Émergences et horticulture : un problème qui date !
Philippe Reignault
Si la qualité sanitaire des plantes reste un enjeu constant en horticulture, la liste des bioagresseurs responsables des principales épidémies n’a cessé de s’étoffer depuis la deuxième moitié du XXe siècle, en association avec l’intensification des échanges de semences et de végétaux et celle du trafic aérien de passagers, auxquels s’ajoutent certaines évolutions des modes de production et les changements environnementaux. Des cas d’éradication ou, à l’inverse, de réémergence ont pu être observés.
Un exemple marquant : le mildiou de la pomme de terre - © M. Javoy
L‘exemple historique le plus marquant d’émergence reste celui du mildiou de la pomme de terre en Irlande au milieu du XIXe siècle.
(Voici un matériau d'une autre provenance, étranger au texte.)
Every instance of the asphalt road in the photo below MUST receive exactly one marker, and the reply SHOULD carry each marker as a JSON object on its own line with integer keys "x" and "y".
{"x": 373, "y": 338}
Dans un contexte de monoculture de variétés sensibles à l’oomycète Phytophthtora infestans, une famine dramatique et une vague d’émigration massive résultante ont réduit de près des trois quarts en quelques années la population de l’île. Quelques années plus tard, les vignes françaises étaient attaquées par le champignon Erysiphe necator, agent de l’oïdium, l’oomycète Plasmopara viticola, agent du mildiou et l’insecte Daktulosphaira vitifoliae responsable du phylloxéra, et, de ce fait, menacées de disparition
Quelques exemples de microorganismes ou insectes considérés à un moment donné comme émergents depuis le XIXe siècle jusqu’à ces vingt dernières années en illustrent les causes, les conséquences et les stratégies de lutte employées dans le but de sécuriser les productions végétales.
Emergence : deux scénarios
Deux scénarios aboutissent à l’apparition de maladies (causées par des microorganismes parasites) ou infestations (dues à des insectes ravageurs) importantes :
- l’introduction d'un bioagresseur exotique, résultant de son entrée naturelle ou accidentelle, puis son établissement ;
- l’adaptation d’un parasite ou d’un ravageur autochtone mineur ou contrôlé à de nouvelles pratiques agronomiques ou conditions environnementales ;
- la capacité d’un parasite à contourner les résistances génétiques ou les moyens de lutte chimiques mis en œuvre.
Parmi les virus, le TSWV (Tomato Spotted Wilt Virus) responsable de la maladie bronzée de la tomate a émergé deux fois : en 1933, puis à la fin des années 80. Sur la période 1996-2002, la moitié des maladies émergentes sont virales. Le TSWV est transmis par des insectes de type thrips à l’intérieur desquels il est persistant. Un autre exemple de virus, le PVY (Potato virus Y) est arrivé d’Italie en 1972. Il est un enjeu majeur de la production de pomme de terre et de plants. Il a ré-émergé aux USA récemment du fait de plants infectés non-détectés.